機械船の酸素タンクが爆発し、電力と水が不足するという深刻な状況に陥りました。
爆発の原因は、酸素タンク内の電線が短絡し火花が散ったことでした。
電線が短絡した原因は、タンク内の酸素を減らすために電流を流した際に発生した過熱でした。
過熱が発生した原因は、タンク内のセンサーが故障していたために正しい温度を測れなかったことや、タンク自体が以前に落下した衝撃で傷ついていたことなどが考えられます。
アポロ13号の危機対応と帰還
アポロ13号は事故後、月面着陸を断念し、地球へ帰還することを決断しました。
司令船の電力消費を抑えるために、月着陸船を救命ボート代わりにして生活しました。
飲料水や酸素も節約しなければならず、寒さや飢えやストレスに耐えなければなりませんでした。
地球へ帰還するためには、月の裏側を周回して地球へ向かう軌道に入る必要がありました。
しかし、機械船の爆発で軌道がずれていたため、月着陸船のエンジンを使って軌道修正を行う必要がありました。

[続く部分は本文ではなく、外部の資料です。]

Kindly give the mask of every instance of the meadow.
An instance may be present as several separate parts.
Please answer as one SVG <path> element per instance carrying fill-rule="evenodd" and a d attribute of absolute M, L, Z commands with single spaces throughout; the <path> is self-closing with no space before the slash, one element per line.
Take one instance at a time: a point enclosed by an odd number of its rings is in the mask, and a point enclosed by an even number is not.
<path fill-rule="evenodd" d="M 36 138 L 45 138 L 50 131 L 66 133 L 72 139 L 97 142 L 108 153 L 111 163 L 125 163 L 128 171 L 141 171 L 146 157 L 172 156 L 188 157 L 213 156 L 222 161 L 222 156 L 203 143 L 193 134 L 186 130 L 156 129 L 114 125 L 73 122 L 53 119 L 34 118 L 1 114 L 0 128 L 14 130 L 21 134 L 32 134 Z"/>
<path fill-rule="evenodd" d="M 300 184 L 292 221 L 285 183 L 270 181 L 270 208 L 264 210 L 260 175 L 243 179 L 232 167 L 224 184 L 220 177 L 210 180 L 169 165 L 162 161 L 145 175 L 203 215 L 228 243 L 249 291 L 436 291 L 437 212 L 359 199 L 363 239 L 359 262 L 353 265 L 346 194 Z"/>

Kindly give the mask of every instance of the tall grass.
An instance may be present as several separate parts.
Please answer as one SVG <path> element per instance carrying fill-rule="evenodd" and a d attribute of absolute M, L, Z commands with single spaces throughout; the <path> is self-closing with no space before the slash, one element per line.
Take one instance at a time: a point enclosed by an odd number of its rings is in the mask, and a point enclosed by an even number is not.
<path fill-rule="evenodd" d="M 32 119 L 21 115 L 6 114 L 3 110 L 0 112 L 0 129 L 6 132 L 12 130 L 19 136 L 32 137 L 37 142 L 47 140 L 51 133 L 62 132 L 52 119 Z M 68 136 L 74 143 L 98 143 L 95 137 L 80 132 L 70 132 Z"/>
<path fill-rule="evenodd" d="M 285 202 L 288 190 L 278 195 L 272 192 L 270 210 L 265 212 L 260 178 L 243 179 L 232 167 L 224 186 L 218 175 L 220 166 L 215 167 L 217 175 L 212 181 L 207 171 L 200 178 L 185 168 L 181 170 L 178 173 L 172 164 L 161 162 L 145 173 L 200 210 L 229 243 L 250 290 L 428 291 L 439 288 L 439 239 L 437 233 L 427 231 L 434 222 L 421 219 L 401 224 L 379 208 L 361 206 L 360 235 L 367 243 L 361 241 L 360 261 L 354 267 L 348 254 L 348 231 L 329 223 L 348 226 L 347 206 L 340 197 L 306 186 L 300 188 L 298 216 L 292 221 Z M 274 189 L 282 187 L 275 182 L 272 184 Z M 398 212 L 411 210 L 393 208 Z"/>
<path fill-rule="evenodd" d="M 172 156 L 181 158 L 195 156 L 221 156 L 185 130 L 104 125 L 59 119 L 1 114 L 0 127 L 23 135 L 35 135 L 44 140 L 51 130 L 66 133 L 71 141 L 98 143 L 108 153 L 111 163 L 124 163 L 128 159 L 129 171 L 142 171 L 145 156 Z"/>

月着陸船のエンジンは月面着陸用に設計されており、長時間の燃焼に耐えられるか不安でしたが、無事に成功しました。
地球へ向かう途中、司令船と月着陸船を分離し、司令船だけで大気圏再突入を行いました。
しかし、司令船の電力が不足していたため、再突入時の姿勢制御や通信が困難でした。
また、機械船の爆発で司令船の熱シールドが傷ついていないか心配でした。
再突入時には通常よりも長い無線通信途絶期間がありましたが、無事にパラシュートが開き、太平洋に着水しました。
着水後、乗組員はヘリコプターで救助され、空母イオ・ジマに収容されました。
おわりに
アポロ13号は「成功した失敗」と呼ばれるだけあって、多くの困難を乗り越えて帰還した奇跡的なミッションでした。
乗組員や地上管制官は冷静さと勇気と知恵を発揮し、協力して危機を乗り切りました。
アポロ13号の事故は後の宇宙飛行計画にも多くの教訓を残しました。
アポロ13号打ち上げから53年が経ちましたが、今でもその感動や興味は色あせません。
裏話
アポロ13号の事故は映画や小説などで多く描かれていますが、実際には映像化されていない裏話もあります。
例えば、月着陸船を救命ボート代わりに使った際には、乗組員は尿や汗などで湿ったタオルやソックスなどを窓から投げ捨てて重量を減らしました。その際にスワイガートは「さようなら月」と言っていました。
もう一つの例は、再突入時にパラシュートが開くまでの間にラヴェルが「これから何か起こるとしたら何だろう?」と言って笑ったことです。その直後にパラシュートが開きました。